Lightrun Answers was designed to reduce the constant googling that comes with debugging 3rd party libraries. It collects links to all the places you might be looking at while hunting down a tough bug.
And, if you’re still stuck at the end, we’re happy to hop on a call to see how we can help out.
[Bug] Client Credential signing fails on Mac after a while.
See original GitHub issueLogs and network traces A network trace appears to be irrelevant, since the error occurs when retrieving a key from the OSX keychain
Which version of MSAL.NET are you using? Microsoft.Identity.Client - 4.42.0
Platform
- dotnet 6.0.301
- OSX Monterey 12.6 on Apple Silicon
What authentication flow has the issue?
- Desktop / Mobile
- Interactive
- Integrated Windows Authentication
- Username Password
- Device code flow (browserless)
- Web app
- Authorization code
- On-Behalf-Of
- Daemon app
- Service to Service calls
Is this a new or existing app? Existing app, no upgrade preceded
Repro
Some time after a reboot, the access to the OSX keychain fails with what comes directly from a OSX-related issue. I can imagine 2 events that are related that preceded the surfacing of this issue:
- Update of OS to version 12.6 from the preceding version
- installation of az console application from brew that from what I saw flickering past in the console did something with the keychain
everything else was left as it was
Unhandled exception. Azure.Identity.AuthenticationFailedException: ClientCertificateCredential authentication failed: The operation couldn’t be completed. (OSStatus error -25293 - CSSM Exception: -2147416032 CSSMERR_CSP_OPERATION_AUTH_DENIED)

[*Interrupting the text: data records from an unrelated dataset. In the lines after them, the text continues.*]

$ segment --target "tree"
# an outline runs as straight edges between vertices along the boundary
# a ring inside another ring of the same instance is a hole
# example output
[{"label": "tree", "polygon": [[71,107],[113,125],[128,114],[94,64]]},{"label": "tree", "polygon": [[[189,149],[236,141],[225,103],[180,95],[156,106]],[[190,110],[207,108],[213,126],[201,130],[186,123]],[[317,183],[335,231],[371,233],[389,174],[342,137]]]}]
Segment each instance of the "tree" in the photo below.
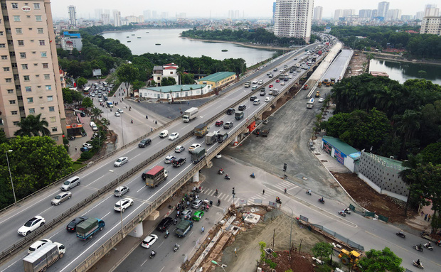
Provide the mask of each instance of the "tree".
[{"label": "tree", "polygon": [[358,264],[362,272],[404,272],[400,266],[403,260],[388,247],[382,251],[371,249],[366,256],[361,258]]},{"label": "tree", "polygon": [[17,124],[20,129],[16,131],[14,135],[29,137],[36,136],[51,136],[51,131],[47,126],[49,126],[46,120],[40,120],[41,114],[38,115],[29,115],[26,118],[22,119]]}]

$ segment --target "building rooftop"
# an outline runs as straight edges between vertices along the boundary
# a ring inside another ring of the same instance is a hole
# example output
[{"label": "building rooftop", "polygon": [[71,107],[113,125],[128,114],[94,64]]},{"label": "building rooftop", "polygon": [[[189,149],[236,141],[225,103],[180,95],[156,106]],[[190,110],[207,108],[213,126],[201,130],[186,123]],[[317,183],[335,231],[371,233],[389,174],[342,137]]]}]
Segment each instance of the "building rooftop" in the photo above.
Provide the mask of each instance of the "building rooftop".
[{"label": "building rooftop", "polygon": [[218,82],[226,77],[230,77],[232,75],[235,75],[235,73],[233,72],[218,72],[213,75],[210,75],[205,77],[202,77],[201,79],[198,80],[198,82],[202,81],[212,81],[213,82]]}]

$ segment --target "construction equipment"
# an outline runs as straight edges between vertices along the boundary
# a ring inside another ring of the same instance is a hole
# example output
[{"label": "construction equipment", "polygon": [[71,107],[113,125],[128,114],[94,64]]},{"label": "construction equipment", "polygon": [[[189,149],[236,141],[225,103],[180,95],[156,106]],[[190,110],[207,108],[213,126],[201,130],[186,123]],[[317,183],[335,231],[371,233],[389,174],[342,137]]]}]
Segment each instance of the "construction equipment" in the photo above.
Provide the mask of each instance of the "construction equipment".
[{"label": "construction equipment", "polygon": [[343,249],[340,251],[339,258],[341,260],[341,263],[347,266],[349,263],[355,264],[360,259],[360,254],[355,250],[349,252]]}]

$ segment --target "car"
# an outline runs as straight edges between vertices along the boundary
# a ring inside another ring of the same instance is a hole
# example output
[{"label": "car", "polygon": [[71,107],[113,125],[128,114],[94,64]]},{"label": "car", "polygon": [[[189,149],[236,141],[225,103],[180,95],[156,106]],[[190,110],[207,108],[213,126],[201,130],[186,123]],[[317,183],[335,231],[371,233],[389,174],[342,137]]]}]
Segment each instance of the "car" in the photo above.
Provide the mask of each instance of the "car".
[{"label": "car", "polygon": [[191,202],[191,207],[193,209],[198,209],[201,205],[202,205],[202,200],[194,200],[193,202]]},{"label": "car", "polygon": [[171,217],[166,217],[163,218],[162,220],[158,224],[158,227],[156,227],[156,229],[159,232],[165,232],[169,227],[170,227],[173,224],[173,218]]},{"label": "car", "polygon": [[72,192],[63,192],[57,195],[53,200],[51,201],[51,204],[53,205],[59,205],[60,204],[64,202],[67,200],[70,199],[72,197]]},{"label": "car", "polygon": [[196,211],[193,214],[191,219],[194,221],[201,221],[201,219],[203,216],[203,211]]},{"label": "car", "polygon": [[141,140],[139,143],[138,143],[138,146],[139,147],[146,147],[146,146],[148,146],[150,143],[152,143],[152,139],[150,139],[149,138],[146,138],[144,139]]},{"label": "car", "polygon": [[233,122],[226,122],[224,125],[223,125],[223,128],[225,129],[231,129],[233,127]]},{"label": "car", "polygon": [[129,189],[129,186],[119,186],[117,187],[117,188],[113,191],[113,195],[115,197],[121,197],[122,195],[125,195],[127,192],[129,192],[130,189]]},{"label": "car", "polygon": [[133,206],[133,200],[132,198],[122,198],[115,204],[113,210],[116,212],[124,212],[130,206]]},{"label": "car", "polygon": [[170,136],[169,136],[169,140],[173,141],[177,138],[178,137],[179,137],[179,134],[177,132],[174,132],[171,134],[170,134]]},{"label": "car", "polygon": [[41,240],[38,240],[35,243],[32,244],[29,249],[28,249],[28,253],[31,254],[32,252],[41,248],[43,244],[46,243],[52,243],[52,241],[48,239],[42,239]]},{"label": "car", "polygon": [[197,148],[198,148],[199,146],[201,146],[200,143],[193,143],[191,146],[190,146],[190,147],[188,148],[188,152],[191,153],[193,152],[195,149],[196,149]]},{"label": "car", "polygon": [[166,157],[165,160],[164,160],[164,163],[167,163],[167,164],[170,164],[171,163],[171,162],[174,160],[176,159],[176,157],[171,156],[171,155],[169,155],[168,156]]},{"label": "car", "polygon": [[158,240],[158,236],[156,234],[150,234],[148,236],[145,237],[144,239],[141,243],[141,246],[149,249],[155,241]]},{"label": "car", "polygon": [[191,209],[186,209],[181,212],[181,218],[182,219],[189,219],[191,217],[191,212],[193,211]]},{"label": "car", "polygon": [[184,146],[178,146],[174,148],[174,152],[181,153],[185,150],[185,147]]},{"label": "car", "polygon": [[37,215],[28,220],[27,222],[24,223],[24,224],[18,229],[17,232],[20,235],[26,236],[40,227],[43,226],[46,222],[46,221],[44,218],[40,215]]},{"label": "car", "polygon": [[129,162],[129,158],[127,158],[127,157],[120,157],[120,158],[118,158],[117,161],[113,163],[113,165],[115,166],[115,167],[120,167],[123,164],[125,164],[125,163],[127,163],[128,162]]}]

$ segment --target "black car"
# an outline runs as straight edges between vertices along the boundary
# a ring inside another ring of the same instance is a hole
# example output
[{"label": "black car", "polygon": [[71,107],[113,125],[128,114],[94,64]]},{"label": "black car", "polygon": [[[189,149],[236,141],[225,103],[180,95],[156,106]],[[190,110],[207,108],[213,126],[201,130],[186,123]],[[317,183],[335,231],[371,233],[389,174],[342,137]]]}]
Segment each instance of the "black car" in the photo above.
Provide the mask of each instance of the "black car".
[{"label": "black car", "polygon": [[142,141],[141,141],[139,142],[139,143],[138,143],[138,146],[139,147],[146,147],[146,146],[148,146],[150,143],[152,143],[152,139],[150,139],[149,138],[146,138],[143,139]]},{"label": "black car", "polygon": [[163,219],[159,224],[158,224],[156,229],[159,232],[165,232],[171,224],[173,224],[173,218],[166,217]]},{"label": "black car", "polygon": [[87,219],[89,217],[83,216],[80,217],[75,217],[73,220],[70,221],[70,223],[66,227],[68,232],[74,232],[77,230],[77,225]]}]

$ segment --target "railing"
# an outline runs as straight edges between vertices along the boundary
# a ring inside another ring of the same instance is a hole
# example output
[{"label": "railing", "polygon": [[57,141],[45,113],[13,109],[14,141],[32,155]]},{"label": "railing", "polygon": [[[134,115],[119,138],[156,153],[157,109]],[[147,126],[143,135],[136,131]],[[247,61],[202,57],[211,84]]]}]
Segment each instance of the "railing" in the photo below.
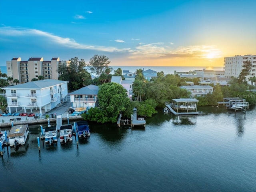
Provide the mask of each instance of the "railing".
[{"label": "railing", "polygon": [[36,102],[29,103],[27,105],[27,106],[28,107],[36,107],[36,106],[37,106],[37,103]]},{"label": "railing", "polygon": [[57,98],[56,97],[51,98],[51,102],[55,102],[56,101],[57,101]]},{"label": "railing", "polygon": [[20,97],[20,95],[16,93],[11,93],[10,95],[8,95],[7,96],[7,97]]},{"label": "railing", "polygon": [[31,93],[30,94],[28,94],[28,96],[26,96],[25,97],[34,98],[35,97],[36,97],[37,96],[36,93]]},{"label": "railing", "polygon": [[20,105],[20,103],[17,102],[10,102],[8,103],[8,106],[13,106],[18,107]]},{"label": "railing", "polygon": [[57,91],[56,89],[54,89],[54,90],[51,90],[50,93],[51,94],[55,94],[55,93],[57,93]]},{"label": "railing", "polygon": [[75,102],[96,102],[96,98],[75,98]]}]

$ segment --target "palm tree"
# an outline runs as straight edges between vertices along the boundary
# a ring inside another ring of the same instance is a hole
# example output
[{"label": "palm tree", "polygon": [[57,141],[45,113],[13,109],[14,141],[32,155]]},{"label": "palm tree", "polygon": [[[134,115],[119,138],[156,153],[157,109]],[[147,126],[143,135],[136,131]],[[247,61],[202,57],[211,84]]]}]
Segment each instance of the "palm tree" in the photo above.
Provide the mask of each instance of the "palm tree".
[{"label": "palm tree", "polygon": [[42,75],[40,75],[39,76],[38,76],[38,80],[42,80],[43,79],[44,79],[44,77]]},{"label": "palm tree", "polygon": [[14,79],[13,83],[16,83],[16,84],[17,85],[17,84],[18,84],[18,83],[20,83],[20,81],[19,81],[19,80],[17,79]]}]

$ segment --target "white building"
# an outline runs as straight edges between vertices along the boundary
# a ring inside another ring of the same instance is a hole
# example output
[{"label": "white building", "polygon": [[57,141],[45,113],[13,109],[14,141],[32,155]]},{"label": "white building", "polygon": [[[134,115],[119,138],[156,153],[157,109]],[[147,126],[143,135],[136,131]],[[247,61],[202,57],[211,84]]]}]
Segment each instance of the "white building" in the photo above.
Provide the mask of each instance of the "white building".
[{"label": "white building", "polygon": [[218,76],[213,77],[210,79],[210,82],[213,83],[214,85],[218,84],[221,86],[229,86],[228,82],[230,80],[230,78],[221,77]]},{"label": "white building", "polygon": [[224,58],[224,70],[225,77],[230,78],[233,76],[238,77],[240,72],[242,69],[244,63],[250,61],[252,65],[250,75],[247,76],[246,80],[249,80],[250,77],[256,76],[256,55],[236,55],[234,57]]},{"label": "white building", "polygon": [[97,106],[98,92],[98,86],[90,85],[69,93],[72,106],[90,108]]},{"label": "white building", "polygon": [[66,62],[60,61],[58,57],[52,58],[50,61],[44,61],[42,57],[31,57],[27,61],[22,61],[20,57],[13,58],[11,61],[6,61],[7,74],[13,79],[18,79],[21,83],[30,82],[40,76],[44,79],[58,80],[58,65]]},{"label": "white building", "polygon": [[212,93],[213,91],[213,88],[209,85],[184,86],[180,87],[190,91],[192,97],[204,96],[209,93]]},{"label": "white building", "polygon": [[127,90],[127,96],[132,100],[132,80],[122,80],[121,76],[112,76],[111,82],[118,83],[121,85]]},{"label": "white building", "polygon": [[18,84],[4,88],[9,112],[17,112],[22,108],[24,112],[38,108],[45,112],[62,101],[68,95],[68,81],[46,79]]}]

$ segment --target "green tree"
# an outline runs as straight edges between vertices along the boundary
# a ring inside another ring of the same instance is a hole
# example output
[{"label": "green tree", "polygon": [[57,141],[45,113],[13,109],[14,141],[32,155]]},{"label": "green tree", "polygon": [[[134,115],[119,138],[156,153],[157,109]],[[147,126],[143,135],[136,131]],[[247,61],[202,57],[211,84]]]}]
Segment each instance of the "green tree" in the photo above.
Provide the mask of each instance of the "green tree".
[{"label": "green tree", "polygon": [[97,75],[100,75],[104,72],[106,69],[110,68],[108,64],[110,62],[108,60],[108,58],[104,55],[95,55],[90,58],[88,67],[91,72],[95,73]]},{"label": "green tree", "polygon": [[17,79],[15,79],[13,80],[13,83],[16,83],[17,85],[18,83],[20,83],[20,81]]},{"label": "green tree", "polygon": [[250,75],[250,72],[252,70],[252,65],[250,61],[247,60],[244,62],[243,68],[239,74],[238,78],[238,83],[247,84],[246,76]]},{"label": "green tree", "polygon": [[116,122],[119,113],[125,111],[130,103],[126,92],[122,85],[116,83],[103,84],[100,86],[98,95],[99,108],[91,108],[88,114],[83,114],[82,117],[102,123]]}]

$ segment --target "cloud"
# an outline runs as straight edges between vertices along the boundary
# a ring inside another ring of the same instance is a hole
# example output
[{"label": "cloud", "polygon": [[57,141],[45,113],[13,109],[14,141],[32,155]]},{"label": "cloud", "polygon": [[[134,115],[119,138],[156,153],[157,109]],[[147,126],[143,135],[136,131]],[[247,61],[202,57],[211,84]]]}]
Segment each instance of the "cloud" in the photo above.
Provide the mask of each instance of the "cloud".
[{"label": "cloud", "polygon": [[2,36],[27,36],[31,37],[35,36],[46,38],[48,42],[58,44],[63,46],[74,49],[87,49],[102,51],[106,52],[130,52],[130,48],[119,49],[113,47],[107,47],[97,45],[88,45],[80,44],[74,40],[68,38],[61,37],[51,33],[36,29],[26,29],[21,28],[0,27],[0,34]]},{"label": "cloud", "polygon": [[118,43],[125,43],[125,42],[120,39],[117,39],[116,40],[115,40],[114,41],[118,42]]},{"label": "cloud", "polygon": [[74,18],[76,19],[85,19],[85,17],[84,17],[82,15],[76,15],[76,16],[74,16],[73,17]]}]

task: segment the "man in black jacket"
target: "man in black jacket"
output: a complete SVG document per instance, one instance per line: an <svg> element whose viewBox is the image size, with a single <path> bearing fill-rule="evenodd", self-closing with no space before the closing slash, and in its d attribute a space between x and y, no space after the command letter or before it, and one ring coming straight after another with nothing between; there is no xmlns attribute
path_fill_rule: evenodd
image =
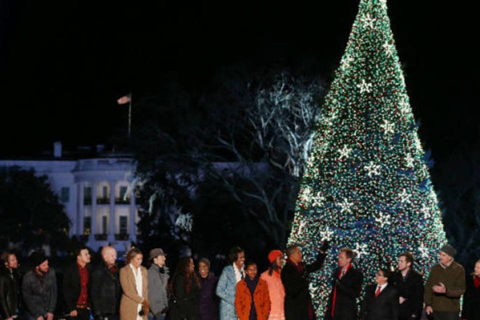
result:
<svg viewBox="0 0 480 320"><path fill-rule="evenodd" d="M400 295L400 320L414 320L422 316L424 306L424 280L412 268L414 259L410 252L398 257L398 272L394 276L393 283Z"/></svg>
<svg viewBox="0 0 480 320"><path fill-rule="evenodd" d="M75 250L76 261L64 272L64 299L67 312L78 320L88 320L91 283L90 253L85 246Z"/></svg>
<svg viewBox="0 0 480 320"><path fill-rule="evenodd" d="M398 320L398 292L391 282L388 269L375 275L376 284L366 287L362 308L362 320Z"/></svg>
<svg viewBox="0 0 480 320"><path fill-rule="evenodd" d="M118 318L122 296L116 252L112 246L104 246L102 258L102 265L92 274L92 309L95 320L114 320Z"/></svg>
<svg viewBox="0 0 480 320"><path fill-rule="evenodd" d="M10 252L2 254L0 266L0 319L12 320L18 316L18 286L16 278L18 268L16 256Z"/></svg>
<svg viewBox="0 0 480 320"><path fill-rule="evenodd" d="M311 264L304 266L302 262L302 250L298 244L286 248L286 264L280 274L285 288L286 320L312 320L315 318L310 292L308 291L308 274L322 266L326 256L328 244L324 243L318 252L316 260Z"/></svg>
<svg viewBox="0 0 480 320"><path fill-rule="evenodd" d="M332 275L332 293L325 314L326 320L353 320L357 318L356 300L360 296L363 276L353 268L354 252L344 248L338 254L339 268Z"/></svg>

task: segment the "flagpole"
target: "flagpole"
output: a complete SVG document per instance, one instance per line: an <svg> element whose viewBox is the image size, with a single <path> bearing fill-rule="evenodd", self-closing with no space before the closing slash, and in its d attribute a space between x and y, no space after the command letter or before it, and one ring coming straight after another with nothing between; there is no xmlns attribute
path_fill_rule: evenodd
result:
<svg viewBox="0 0 480 320"><path fill-rule="evenodd" d="M130 98L128 102L128 141L130 140L132 131L132 92L130 92Z"/></svg>

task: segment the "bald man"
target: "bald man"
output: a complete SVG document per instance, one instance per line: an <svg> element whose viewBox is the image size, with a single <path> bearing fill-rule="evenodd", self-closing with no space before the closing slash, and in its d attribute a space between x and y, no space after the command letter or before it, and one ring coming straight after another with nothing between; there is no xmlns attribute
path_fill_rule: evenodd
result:
<svg viewBox="0 0 480 320"><path fill-rule="evenodd" d="M116 252L112 246L104 246L102 258L102 263L92 274L92 310L95 320L116 320L122 296Z"/></svg>

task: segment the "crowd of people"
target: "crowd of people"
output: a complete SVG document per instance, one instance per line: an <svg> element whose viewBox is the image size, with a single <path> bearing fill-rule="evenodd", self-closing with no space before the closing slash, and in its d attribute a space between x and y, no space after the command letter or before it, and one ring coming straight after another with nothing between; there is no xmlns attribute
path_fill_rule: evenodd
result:
<svg viewBox="0 0 480 320"><path fill-rule="evenodd" d="M322 268L328 248L324 243L309 264L302 262L298 245L290 246L284 252L273 250L268 256L270 266L259 274L255 262L246 262L244 250L234 247L230 263L217 278L210 272L208 258L198 261L196 271L190 257L180 259L170 278L166 254L160 248L150 251L148 270L136 248L119 268L116 252L110 246L102 250L102 263L92 268L88 250L82 246L63 272L60 298L65 310L60 313L56 278L48 258L33 252L33 267L21 277L16 256L4 252L0 320L312 320L308 274ZM462 296L461 318L480 318L480 260L466 279L464 268L454 260L456 253L449 244L440 248L438 262L424 286L414 269L414 256L402 254L395 272L378 268L359 308L363 275L354 266L354 252L342 249L332 276L325 320L414 320L422 318L424 310L435 320L458 320Z"/></svg>

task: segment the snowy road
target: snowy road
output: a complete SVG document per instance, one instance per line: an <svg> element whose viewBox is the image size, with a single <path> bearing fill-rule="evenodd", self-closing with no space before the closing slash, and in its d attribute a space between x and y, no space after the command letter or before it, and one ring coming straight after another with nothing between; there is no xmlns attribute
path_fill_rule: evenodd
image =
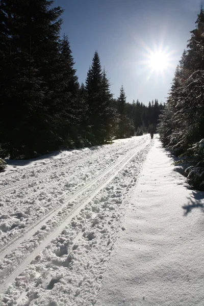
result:
<svg viewBox="0 0 204 306"><path fill-rule="evenodd" d="M94 304L152 143L134 137L1 173L1 306Z"/></svg>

---> Interop+AppleCrypto+AppleCFErrorCryptographicException: The operation couldn’t be completed. (OSStatus error -25293 - CSSM Exception: -2147416032 CSSMERR_CSP_OPERATION_AUTH_DENIED)
at Interop.AppleCrypto.NativeCreateSignature(SafeSecKeyRefHandle privateKey, ReadOnlySpan`1 dataHash, PAL_HashAlgorithm hashAlgorithm, PAL_SignatureAlgorithm signatureAlgorithm)
at Interop.AppleCrypto.CreateSignature(SafeSecKeyRefHandle privateKey, ReadOnlySpan`1 dataHash, PAL_HashAlgorithm hashAlgorithm, PAL_SignatureAlgorithm signatureAlgorithm)
at System.Security.Cryptography.RSAImplementation.RSASecurityTransforms.SignHash(Byte[] hash, HashAlgorithmName hashAlgorithm, RSASignaturePadding padding)
at System.Security.Cryptography.RSA.SignData(Byte[] data, Int32 offset, Int32 count, HashAlgorithmName hashAlgorithm, RSASignaturePadding padding)
at System.Security.Cryptography.RSA.SignData(Byte[] data, HashAlgorithmName hashAlgorithm, RSASignaturePadding padding)
at Microsoft.Identity.Client.PlatformsCommon.Shared.CryptographyManager.SignWithCertificate(String message, X509Certificate2 certificate)
at Microsoft.Identity.Client.Platforms.netcore.NetCoreCryptographyManager.SignWithCertificate(String message, X509Certificate2 certificate)
at Microsoft.Identity.Client.Internal.JsonWebToken.Sign(X509Certificate2 certificate, String base64EncodedThumbprint, Boolean sendX5C)
at Microsoft.Identity.Client.Internal.ClientCredential.CertificateAndClaimsClientCredential.AddConfidentialClientParametersAsync(OAuth2Client oAuth2Client, ICoreLogger logger, ICryptographyManager cryptographyManager, String clientId, String tokenEndpoint, Boolean sendX5C, CancellationToken cancellationToken)
at Microsoft.Identity.Client.OAuth2.TokenClient.AddBodyParamsAndHeadersAsync(IDictionary`2 additionalBodyParameters, String scopes, CancellationToken cancellationToken)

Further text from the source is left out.